County: Mayo Site name: RATHLACKAN
Sites and Monuments Record No.: N/A Licence number: —
Author: Gretta Byrne
Site type: Megalithic tomb - court tomb and House - prehistoric
Period/Dating: Prehistoric (12700 BC-AD 400)
ITM: E 516569m, N 838804m
Latitude, Longitude (decimal degrees): 54.291200, -9.281500
A five week excavation was undertaken at this site funded by the Office of Public Works on the recommendation of the National Committee for Archaeology of the Royal Irish Academy. The excavated site is part of a complex of seventeen 'house sites' of various shapes and sizes and eleven megalithic tombs scattered throughout a pre-bog stone-walled field system in an area of four square miles. The purpose of the excavation was to attempt to establish the relationship of these different elements of the prehistoric landscape to each other.
The particular site chosen for examination consisted of a field wall forming a D-shaped enclosure, 20m in diameter, attached to the side of a court tomb and which enclosed a small house site. The tomb consisted of a well preserved long cairn with the tops of some orthostatic stones protruding through the top indicating a probable two chamber design. The possible remains of a court were evident facing eastwards, while the enclosure was attached to the northern side of the cairn. The excavation examined two areas - the junction of one of the ends of the enclosure wall with the cairn and also the house structure.
The junction of the tomb and wall had been completely masked by collapsed stones and by peat growth so a 5m wide portion of the cairn at the junction was examined. After removal of the collapsed stones a very well built drystone kerb retaining the cairn was revealed. This consisted of horizontally laid thick slabs and blocks of sandstone, and one vertically set slab, surviving to a maximum height of 0.7m, but judging from the amount of collapse may originally have stood to twice that height. The stones varied in thickness up to 0.25m and in length to over 2m. The enclosure wall had a facing of small horizontally laid sandstone slabs best preserved on the west side, and this also survived to a maximum height of 0.7m and had an original width of between 1m to 1.5m. It could be clearly seen that the wall was built prior to peat growth up against the kerb of the tomb but before collapse from the cairn. As the major collapse from the cairn had also occurred before peat growth, it seems likely that the enclosure, although built after the tomb, was probably contemporary with the use of the tomb.

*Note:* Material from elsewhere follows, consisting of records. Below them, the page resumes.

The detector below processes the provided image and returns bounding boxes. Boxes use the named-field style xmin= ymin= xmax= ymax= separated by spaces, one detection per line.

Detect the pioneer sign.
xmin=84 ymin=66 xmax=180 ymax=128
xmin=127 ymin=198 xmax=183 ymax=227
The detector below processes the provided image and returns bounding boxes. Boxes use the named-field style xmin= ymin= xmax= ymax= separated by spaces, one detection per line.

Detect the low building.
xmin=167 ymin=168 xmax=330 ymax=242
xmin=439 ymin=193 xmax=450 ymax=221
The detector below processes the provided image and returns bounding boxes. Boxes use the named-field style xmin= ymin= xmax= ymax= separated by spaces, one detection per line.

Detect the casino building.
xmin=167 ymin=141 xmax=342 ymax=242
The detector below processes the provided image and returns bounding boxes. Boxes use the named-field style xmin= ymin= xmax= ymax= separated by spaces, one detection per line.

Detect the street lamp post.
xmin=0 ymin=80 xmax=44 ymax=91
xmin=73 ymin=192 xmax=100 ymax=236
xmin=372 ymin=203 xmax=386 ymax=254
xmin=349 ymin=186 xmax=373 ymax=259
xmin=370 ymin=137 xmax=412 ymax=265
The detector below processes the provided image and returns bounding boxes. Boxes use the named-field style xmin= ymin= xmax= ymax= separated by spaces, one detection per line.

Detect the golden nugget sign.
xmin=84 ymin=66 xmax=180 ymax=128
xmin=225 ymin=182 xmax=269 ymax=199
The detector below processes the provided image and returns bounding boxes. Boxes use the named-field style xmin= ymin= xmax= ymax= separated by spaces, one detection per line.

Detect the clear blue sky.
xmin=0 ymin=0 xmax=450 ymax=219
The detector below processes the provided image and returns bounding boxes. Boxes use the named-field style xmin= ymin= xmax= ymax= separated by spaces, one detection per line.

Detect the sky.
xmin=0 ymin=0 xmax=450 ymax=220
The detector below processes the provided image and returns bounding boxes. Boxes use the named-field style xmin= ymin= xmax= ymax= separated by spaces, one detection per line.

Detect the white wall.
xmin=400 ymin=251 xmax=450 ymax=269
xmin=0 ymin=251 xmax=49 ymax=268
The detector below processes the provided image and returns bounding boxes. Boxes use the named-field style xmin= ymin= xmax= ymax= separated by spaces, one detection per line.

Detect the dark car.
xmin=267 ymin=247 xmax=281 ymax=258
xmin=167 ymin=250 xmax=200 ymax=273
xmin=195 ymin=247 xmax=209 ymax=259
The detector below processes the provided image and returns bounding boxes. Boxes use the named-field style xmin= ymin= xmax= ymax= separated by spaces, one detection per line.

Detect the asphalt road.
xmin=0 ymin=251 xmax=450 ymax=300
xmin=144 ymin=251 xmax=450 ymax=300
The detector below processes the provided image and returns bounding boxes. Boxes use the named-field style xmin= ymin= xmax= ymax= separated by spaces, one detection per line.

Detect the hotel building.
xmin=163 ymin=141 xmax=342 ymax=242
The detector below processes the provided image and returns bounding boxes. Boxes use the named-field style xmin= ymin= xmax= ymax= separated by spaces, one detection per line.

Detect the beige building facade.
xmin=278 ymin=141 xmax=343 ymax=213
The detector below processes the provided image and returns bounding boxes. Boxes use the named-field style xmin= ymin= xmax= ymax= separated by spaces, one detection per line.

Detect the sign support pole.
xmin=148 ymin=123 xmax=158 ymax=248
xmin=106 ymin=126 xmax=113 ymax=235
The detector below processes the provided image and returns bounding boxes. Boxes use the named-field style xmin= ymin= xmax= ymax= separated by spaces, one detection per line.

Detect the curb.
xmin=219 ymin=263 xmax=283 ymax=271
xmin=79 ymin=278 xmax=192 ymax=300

The excavation of the house site within the enclosure revealed a square shaped structure approximately 2.5m-3m wide internally with a stone wall foundation mostly collapsed inwards. The entrance faced south-east in the centre of one side and was marked by a low flat topped threshold stone 0.82m long and 0.1m thick. This was approached by a pathway of five closely spaced flat sandstone slabs. In the centre of the structure there was a hearthstone cracked by heat and completely covered by a large quantity of charcoal. Surprisingly the only finds from the house were a few pieces of possibly worked chert although a good quality flint core and a flint flake were found nearby. The interior of the structure, however, was not completely excavated.
The nature of this structure was not clear before excavation; however, its small size, its closeness to the tomb and the scarcity of habitation refuse within may indicate a function perhaps connected with the rituals of burial within the tomb rather than as a normal domestic dwelling.
Overall the excavation was successful in establishing the relationship of the enclosure to the court tomb and in providing dating material from the house structure. The dating evidence in particular will be important in establishing a context for the whole complex of sites forming this rich prehistoric landscape.